Here is a call request from a 12.2 system that works, again as logged on the 4700M:

Tnl 37026 L2TP: Parse AVP 0, len 8, flag 0x8000 (M) Tnl 37026 L2TP: Parse OCRQ Tnl 37026 L2TP: Parse AVP 14, len 8, flag 0x8000 (M) Tnl 37026 L2TP: Assigned Call ID 2 Tnl 37026 L2TP: Parse AVP 15, len 10, flag 0x8000 (M) Tnl 37026 L2TP: Serial Number 172300000 Tnl 37026 L2TP: Parse AVP 16, len 10, flag 0x8000 (M) Tnl 37026 L2TP: Min BPS 1 Tnl 37026 L2TP: Parse AVP 17, len 10, flag 0x8000 (M) Tnl 37026 L2TP: Max BPS 10000 Tnl 37026 L2TP: Parse AVP 18, len 10, flag 0x8000 (M) Tnl 37026 L2TP: Bearer Type 3 Tnl 37026 L2TP: Parse AVP 19, len 10, flag 0x8000 (M) Tnl 37026 L2TP: Framing Type 3 Tnl 37026 L2TP: Parse AVP 21, len 9, flag 0x8000 (M) Tnl 37026 L2TP: Called Number S=1 Tnl 37026 L2TP: No missing AVPs in OCRQ

The differences I see are:

-The 12.4 system repeats AVP14 (Assigned Call ID).

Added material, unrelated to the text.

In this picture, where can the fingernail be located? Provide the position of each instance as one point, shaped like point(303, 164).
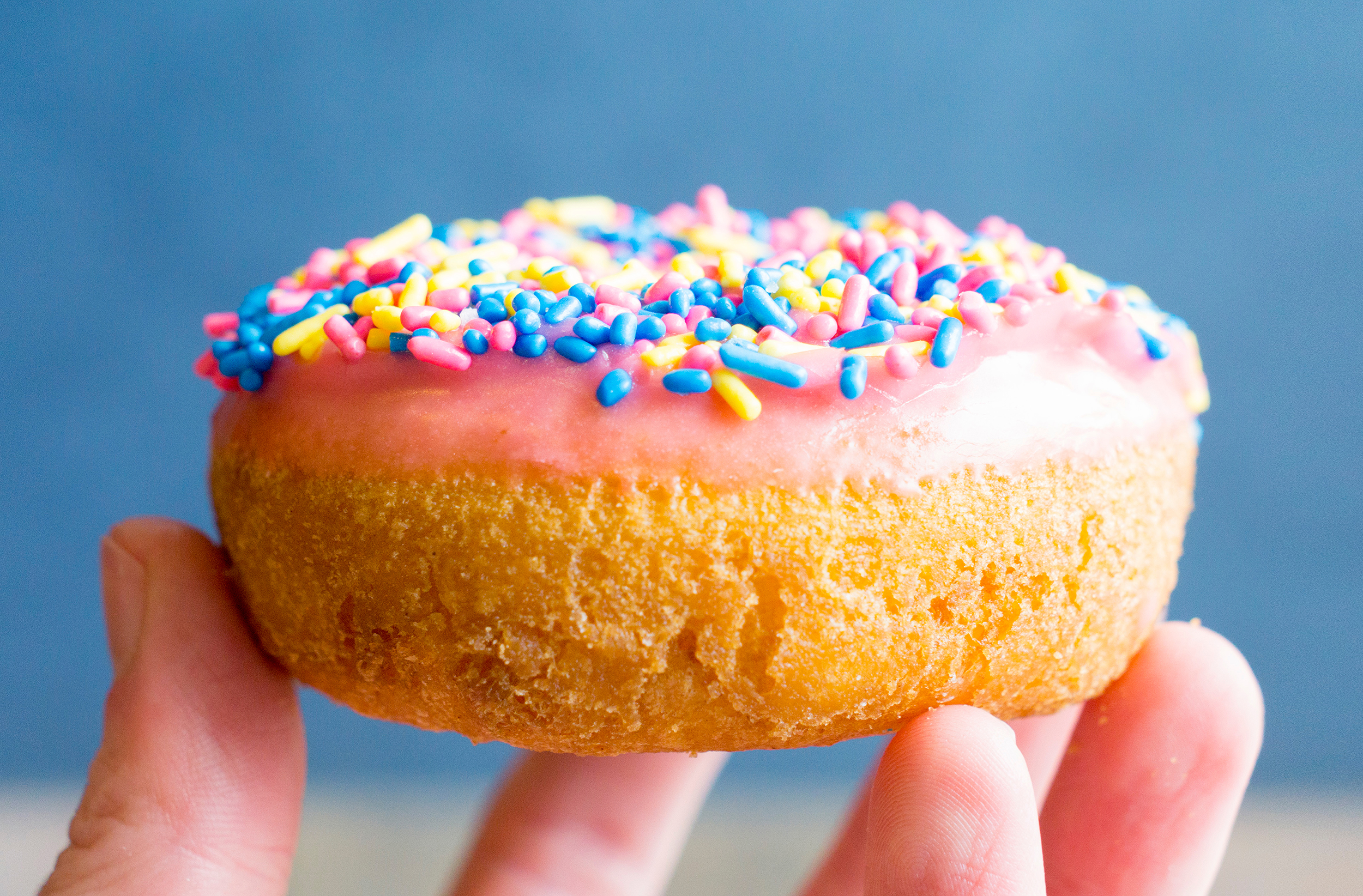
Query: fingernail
point(124, 597)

-The 12.4 system requests a Max BPS of 56000 as opposed to 10000 for the 12.2 system.

-The 12.4 system include Cisco AVP102 (Username) while the 12.2 system does not.

My thought is that one of these differences is upsetting the server, though of course it might be something else in the earlier tunnel negotiation. Unfortunately, the 4700M does not log the reason that it is claiming "Insufficient config" and I see no obvious way to tweak the 12.4 system to make its requests more like the 12.2 system's.

Has anyone seen anything like this?

Before you suggest upgrading the modem server to 12.4, note that that would require replacing the router (since the 4700M tops out as 12.2) and I am concerned about a ripple effect as the 4700M also manages some outgoing l2tp tunnels to other 12.2 devices.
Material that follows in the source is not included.